Some of her pills were so tightly regulated by the FDA or the EPA, or both, that she wasn't allowed to call for refills until she was almost out of them. This gets complicated, sorry, but if the directions said, "Take two pills three times daily," well, obviously, she'd need six of those pills every day, right? 42 pills weekly, for just that one prescription, so when a bottle of 100 felt only half full, she would phone for a refill, but the answer was often no — that's a "controlled substance," so you can't refill that prescription when you still have dozens of pills on hand. But if she waited a few days her supply of those pills would run too low, and she'd have none for however long it took the doctor's office to re-authorize the prescription — which could be several days.
All the pills, all the hassles. Steph disliked being a perpetual patient, and managing all those prescriptions was, she said, like having a part-time job that didn't pay. She wanted to read another chapter of Jane Austen, but needed to spend half an hour doublechecking her supply of pills. She wanted to do something fun, but first she needed to re-order refills, and re-stock her pill-cases.
So in the dream, I wanted to tell her, "You don't have to take any of your pills any more." Stephanie would've been happy as heck to hear it. Even in dreams, though, she's still smart. She would have wanted to know why she didn't have to take any pills, and the answer to that question would be, "Because you're no longer alive." How could I say that? Even in a dream, how could I tell the woman I love that she's dead?

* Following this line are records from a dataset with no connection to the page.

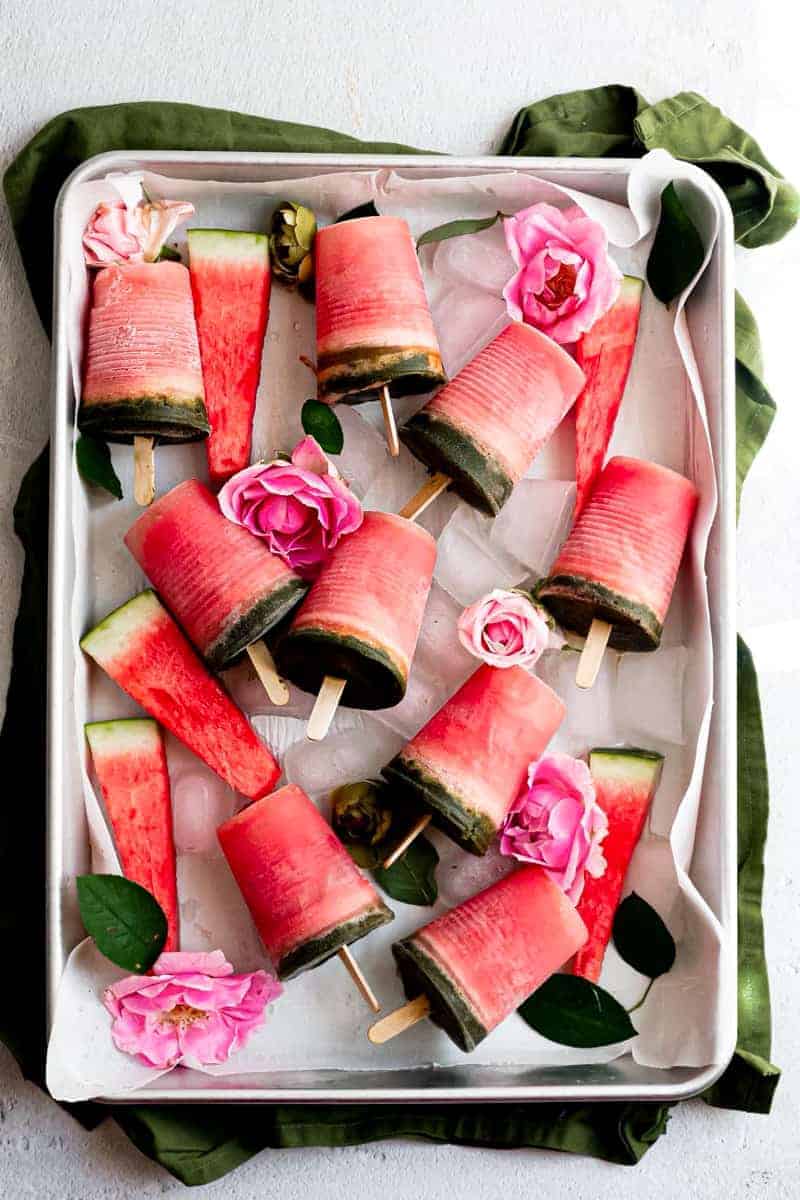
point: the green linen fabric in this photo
(199, 1144)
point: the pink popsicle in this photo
(305, 893)
(620, 561)
(468, 763)
(361, 619)
(477, 963)
(222, 583)
(487, 425)
(373, 322)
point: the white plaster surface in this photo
(445, 76)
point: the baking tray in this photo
(709, 313)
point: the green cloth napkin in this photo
(199, 1144)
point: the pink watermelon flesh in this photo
(230, 286)
(625, 783)
(142, 648)
(131, 768)
(605, 355)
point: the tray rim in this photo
(725, 705)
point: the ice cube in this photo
(650, 694)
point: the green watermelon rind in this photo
(474, 832)
(253, 624)
(475, 475)
(576, 601)
(358, 373)
(317, 949)
(162, 418)
(373, 679)
(450, 1008)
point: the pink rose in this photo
(192, 1009)
(557, 823)
(504, 629)
(118, 233)
(565, 280)
(300, 508)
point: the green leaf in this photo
(677, 253)
(577, 1013)
(94, 461)
(126, 922)
(362, 210)
(323, 424)
(413, 877)
(457, 229)
(168, 255)
(642, 939)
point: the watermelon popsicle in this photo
(131, 768)
(221, 583)
(306, 895)
(614, 576)
(143, 381)
(481, 431)
(230, 286)
(465, 767)
(142, 649)
(471, 967)
(374, 329)
(355, 634)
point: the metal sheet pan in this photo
(710, 319)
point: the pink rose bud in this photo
(557, 823)
(191, 1009)
(566, 281)
(504, 629)
(300, 508)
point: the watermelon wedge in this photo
(142, 648)
(605, 355)
(625, 783)
(131, 768)
(230, 286)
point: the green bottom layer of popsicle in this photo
(359, 373)
(313, 952)
(162, 418)
(475, 475)
(469, 829)
(449, 1007)
(576, 603)
(254, 624)
(373, 679)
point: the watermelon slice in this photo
(230, 286)
(142, 648)
(605, 355)
(625, 783)
(131, 768)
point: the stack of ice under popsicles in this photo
(352, 636)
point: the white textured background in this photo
(445, 76)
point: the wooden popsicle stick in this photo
(591, 655)
(324, 711)
(400, 1020)
(144, 472)
(266, 671)
(427, 495)
(359, 978)
(389, 420)
(414, 832)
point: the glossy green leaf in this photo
(677, 253)
(323, 424)
(128, 925)
(413, 877)
(94, 461)
(642, 939)
(577, 1013)
(457, 229)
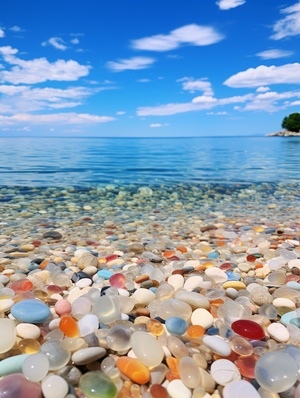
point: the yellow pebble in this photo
(234, 284)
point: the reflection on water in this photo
(93, 161)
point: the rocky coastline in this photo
(284, 133)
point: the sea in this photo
(84, 162)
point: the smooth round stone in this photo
(118, 338)
(8, 334)
(107, 309)
(278, 332)
(31, 311)
(174, 307)
(147, 349)
(12, 364)
(217, 345)
(143, 296)
(35, 367)
(133, 369)
(237, 285)
(240, 388)
(16, 385)
(192, 282)
(284, 302)
(189, 372)
(28, 331)
(224, 372)
(54, 386)
(56, 354)
(202, 317)
(177, 389)
(276, 371)
(176, 325)
(248, 329)
(88, 324)
(88, 355)
(195, 300)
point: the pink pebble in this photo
(63, 307)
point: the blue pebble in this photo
(31, 311)
(176, 325)
(105, 273)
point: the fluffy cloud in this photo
(273, 54)
(57, 118)
(39, 70)
(289, 25)
(192, 85)
(56, 42)
(134, 63)
(228, 4)
(193, 35)
(266, 75)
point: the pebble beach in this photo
(150, 291)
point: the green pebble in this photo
(96, 384)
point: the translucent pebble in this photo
(69, 326)
(189, 372)
(176, 325)
(107, 309)
(248, 329)
(88, 324)
(56, 354)
(177, 347)
(8, 334)
(146, 348)
(54, 386)
(35, 367)
(29, 346)
(174, 307)
(240, 345)
(272, 375)
(118, 338)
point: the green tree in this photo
(292, 122)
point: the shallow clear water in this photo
(93, 161)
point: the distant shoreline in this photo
(284, 133)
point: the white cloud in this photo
(273, 54)
(194, 35)
(57, 118)
(134, 63)
(156, 125)
(56, 42)
(192, 85)
(228, 4)
(40, 69)
(266, 75)
(289, 25)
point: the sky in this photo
(148, 68)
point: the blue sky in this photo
(148, 67)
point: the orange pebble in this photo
(133, 369)
(69, 326)
(195, 331)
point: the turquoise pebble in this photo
(31, 311)
(293, 285)
(288, 316)
(176, 325)
(105, 273)
(12, 364)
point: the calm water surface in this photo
(92, 161)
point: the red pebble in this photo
(249, 329)
(23, 285)
(117, 280)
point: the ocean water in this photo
(84, 162)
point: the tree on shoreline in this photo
(292, 122)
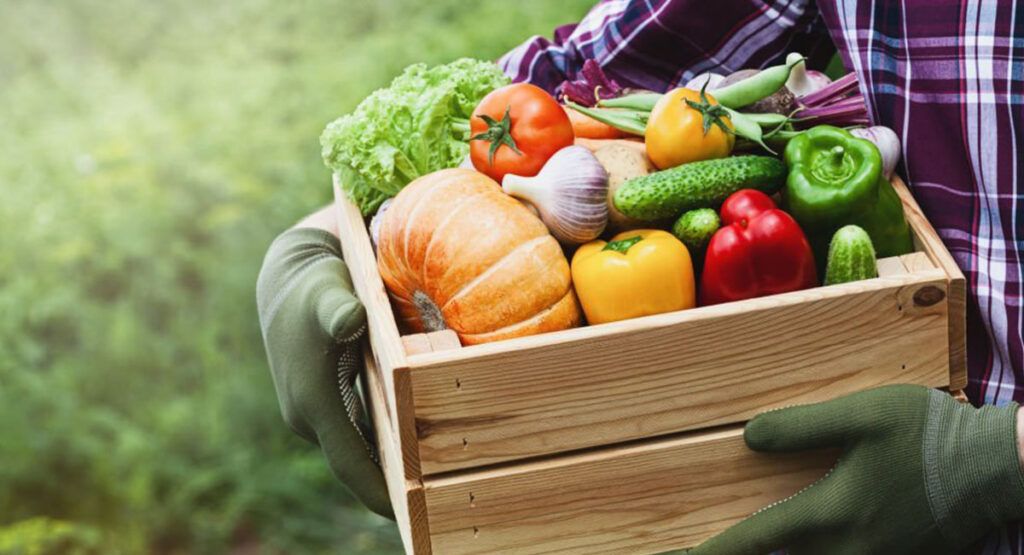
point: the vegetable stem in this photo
(634, 122)
(623, 245)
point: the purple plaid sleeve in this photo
(658, 44)
(947, 76)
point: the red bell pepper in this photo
(760, 250)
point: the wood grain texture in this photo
(407, 496)
(928, 241)
(891, 266)
(658, 375)
(387, 348)
(660, 495)
(416, 344)
(361, 263)
(918, 261)
(443, 340)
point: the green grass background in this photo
(148, 153)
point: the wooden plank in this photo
(443, 340)
(658, 375)
(918, 261)
(416, 344)
(929, 242)
(407, 496)
(361, 264)
(660, 495)
(387, 348)
(891, 266)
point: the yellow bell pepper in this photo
(639, 272)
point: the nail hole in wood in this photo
(928, 295)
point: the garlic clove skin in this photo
(569, 193)
(888, 142)
(803, 81)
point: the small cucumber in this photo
(695, 227)
(851, 256)
(698, 184)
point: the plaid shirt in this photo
(946, 76)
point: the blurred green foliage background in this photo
(148, 154)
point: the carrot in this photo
(587, 127)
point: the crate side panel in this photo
(361, 262)
(930, 242)
(651, 378)
(669, 494)
(407, 496)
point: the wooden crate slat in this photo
(645, 377)
(387, 348)
(407, 496)
(891, 266)
(660, 495)
(416, 344)
(928, 241)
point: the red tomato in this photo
(515, 129)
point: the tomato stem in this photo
(712, 114)
(498, 133)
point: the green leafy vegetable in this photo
(417, 125)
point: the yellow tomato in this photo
(640, 272)
(676, 129)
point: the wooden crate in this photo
(627, 437)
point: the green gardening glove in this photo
(312, 326)
(919, 473)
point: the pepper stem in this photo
(837, 154)
(623, 245)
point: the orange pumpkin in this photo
(456, 252)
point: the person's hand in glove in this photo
(312, 324)
(919, 473)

Instead I asked if she'd like to go for a walk, a proposition sure to put a smile on her lovely face. She always fancied a pleasant walk on a warm summer's evening, and we must've walked a few thousand miles over the years. She checked the weather to be sure we wouldn't need our jackets, slipped into her comfy shoes, and we were out the door. And I awoke, perplexed.
Stephanie and I rarely kept secrets, beyond birthday presents and little well-planned surprises. In my dreams, though, I'm keeping a huge secret from her. It feels wrong to keep such a secret, but it would be wronger still if I told her, so — yeah, color me perplexed.